«Я старался внимательно всматриваться в настроение, в лицо митрополита Вениамина. Ему-то, думалось мне, больше всех других должен быть известен исход нашего процесса; ему приговор суда должен быть более грозным и тяжелым. Но, как я ни старался распознать что-либо в митрополите Вениамине, мне это не удавалось. Он оставался как будто прежним, каким-то окаменевшим в своем равнодушии ко всему и до бесчувственности спокойным. Мне только чудилось, что в этот день он был более спокоен и задумчиво-молчалив. Прежде он больше сидел и говорил с окружающими его, теперь он больше ходил».
Наши светочи, адаманты веры… Они были сделаны из такого же человеческого материала, как и мы все. И как мы все, они иногда оказывались слабыми в час испытаний, переживали, беспокоились, подобно протоиерею Чельцову, думали не так, как хотелось бы нам, чтобы думали наши святые. Только в отличие от нас у них всегда в нужный момент находилась сила, чтобы преодолеть свои беспокойства, свою слабость. И силу эту давала им вера.
Нарисованный Михаилом Чельцовым портрет митрополита Вениамина удивительно точен. Собственно говоря, дается тут даже не сам портрет, а описание барьера, который разделял 5 июля митрополита Вениамина и Михаила Чельцова. Равнодушие ко всему и бесчувственное спокойствие митрополита — это то, что видит Михаил Чельцов. Сам он внутренне еще не готов к смерти, и вид человека, уже приготовившегося перешагнуть рубеж земной жизни и жизни вечной, полностью отрешившегося от всех мирских забот и страхов, действительно производит впечатление окаменевшего равнодушия и бесчувственного спокойствия. Митрополит Вениамин уже не способен был беспокоиться о том, что беспокоило Чельцова, бояться того, чего тот боялся…
И как душеполезно, какой это великий урок для всех нас, что, не прибегая к лукавым фантазиям, можем увидеть мы нашего святого таким, каким он был на самом деле…
Из последнего предсмертного письма митрополита Вениамина мы знаем, что все его «бесчувствие и окаменелость» коснулись лишь обмирщвленной оболочки. До последних своих минут священномученик Вениамин оставался митрополитом и продолжал свое архиерейское служение. И предсмертное письмо его — великое слово архиерея к своей пастве…

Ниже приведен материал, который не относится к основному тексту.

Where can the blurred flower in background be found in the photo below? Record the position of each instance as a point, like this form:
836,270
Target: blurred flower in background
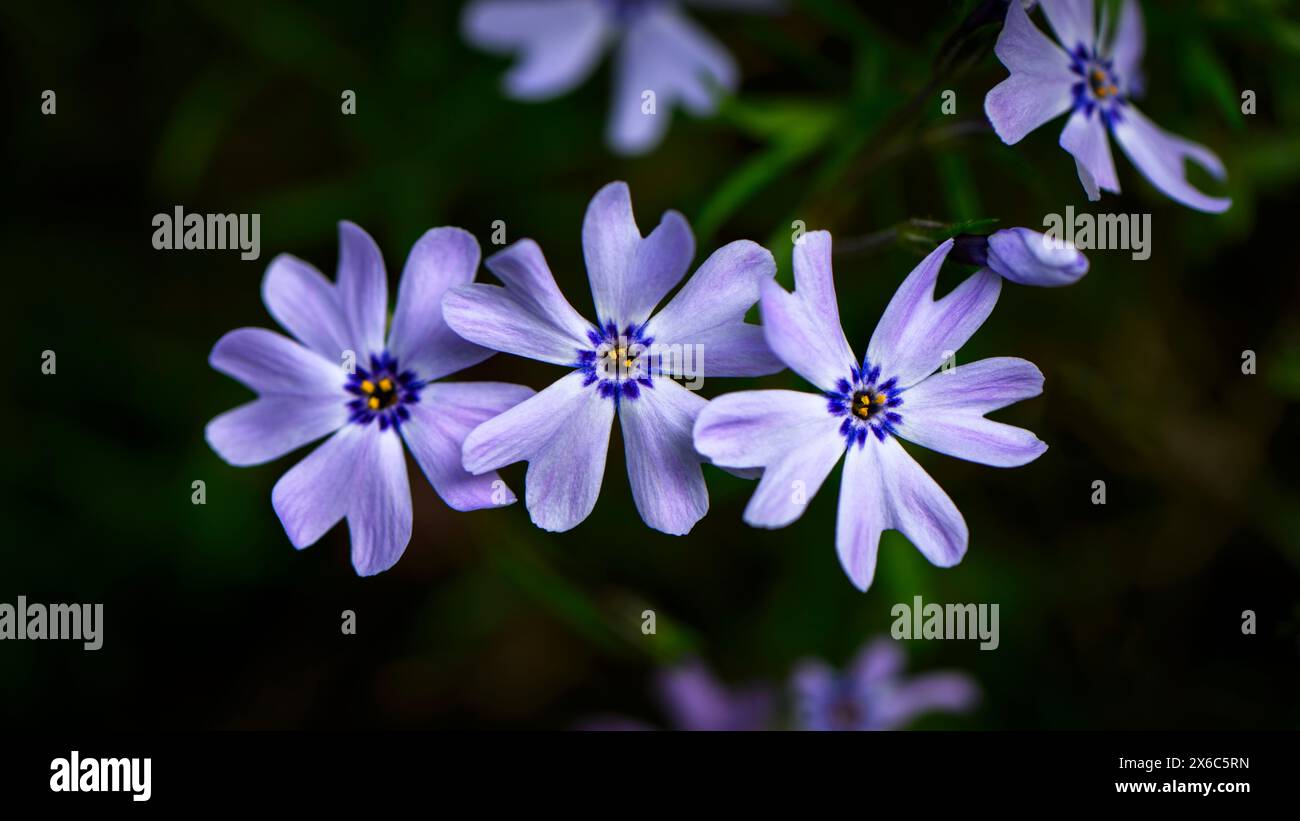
1095,78
872,693
662,57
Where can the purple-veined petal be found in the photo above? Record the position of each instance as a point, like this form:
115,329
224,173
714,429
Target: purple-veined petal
918,507
558,42
306,305
917,331
563,433
272,364
716,295
787,433
663,467
1030,257
436,434
1160,156
862,513
1039,88
802,329
668,55
313,495
420,339
1126,48
528,317
631,274
363,289
271,426
1084,137
1074,21
898,704
378,511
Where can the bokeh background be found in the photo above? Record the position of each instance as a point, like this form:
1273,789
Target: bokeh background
1125,615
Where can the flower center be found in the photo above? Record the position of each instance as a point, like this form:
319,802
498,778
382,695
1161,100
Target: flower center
618,363
382,392
867,404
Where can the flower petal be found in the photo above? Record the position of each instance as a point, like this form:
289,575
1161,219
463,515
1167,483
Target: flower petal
716,296
631,274
528,317
276,365
420,339
917,331
1084,137
663,467
1030,257
947,411
313,495
668,55
363,289
1074,21
563,433
306,305
1160,155
918,507
378,515
436,434
1039,88
787,433
271,426
558,42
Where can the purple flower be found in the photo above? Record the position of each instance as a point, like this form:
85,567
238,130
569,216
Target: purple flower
1023,256
622,363
694,700
560,42
872,694
1093,78
343,378
865,409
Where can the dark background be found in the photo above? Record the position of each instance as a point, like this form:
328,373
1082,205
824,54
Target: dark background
1125,615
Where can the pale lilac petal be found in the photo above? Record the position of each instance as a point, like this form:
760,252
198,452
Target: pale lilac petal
863,512
631,274
1126,50
272,364
436,434
1074,21
947,411
378,515
306,305
663,467
563,433
918,333
680,63
558,42
787,433
1160,156
948,693
1084,137
420,339
718,295
315,494
1030,257
1039,88
271,426
528,317
363,289
736,350
918,507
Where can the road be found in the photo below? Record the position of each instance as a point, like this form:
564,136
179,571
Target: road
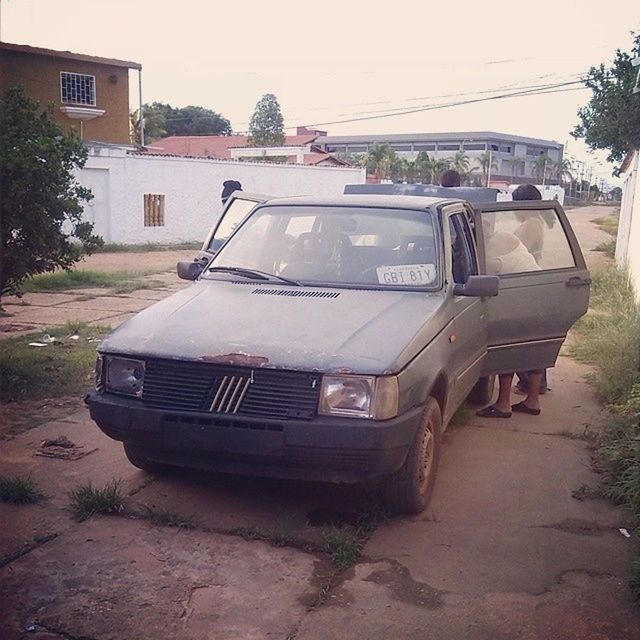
511,546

«Трудно, тяжело страдать… — поучает нас владыка. — 'Ио по мере наших страданий избыточествует и утешение от Бога. Трудно переступить этот Рубикон, границу, и всецело предаться воле Божией. Когда это совершится, тогда человек избыточествует утешением, не чувствует самых тяжких страданий, полный среди страданий внутреннего покоя…»
Перечитывая заново тома со стенограммами процесса, я все время пытался представить себе, что думал, что чувствовал, что ощущал тогда владыка Вениамин. Градом сыпались бесчисленные обвинения, грязные оскорбления… Глубоко оскорбительной по своей сути была для митрополита и вся «защитительная» речь Я. С. Гуровича… Но ведь было и другое. И толпы людей у входа в Филармонию пели «Спаси, Господи, люди Твоя», и на самом процессе среди душной черноты и лжи иногда вдруг словно бы распахивалось окно, и чистый Божий свет струился тогда в заполненный чекистами и студентами Зиновьевского университета зал…
Так было, например, 22 июня, когда допрашивали студента богословских курсов Василия Кисилева… 26 апреля Василий Федорович зашел во Владимирскую церковь и был арестован там, потому что заплакал, увидев ободранную икону.
— Почему же вы все-таки плакали перед иконой? — спросил обвинитель Красиков.
— Я обиделся… — ответил Василий Кисилев. — Великая икона стоит на полу, ободрана.
— Как ободрана?
— Вероятно, когда снимали ризу, содрали краску.
— Может быть, когда снимали ризу, тогда и обнаружились недостатки? Ведь раньше рисовали так.
— Нет… — ответил Кисилев. — Лик должен быть на виду. Царапины были бы видны и под окладом…
— Вас утешала мысль, что серебро пошло на голодающих? — задал коварный вопрос обвинитель.
— Нисколько… — спокойно ответил Киси лев. — Об этом я не задумывался. Господь знает, куда идет серебро.
— Как Господь?! Почему вы говорите, что Господь?!
— Что Господь ни делает, он все знает… — ответил Кисилев.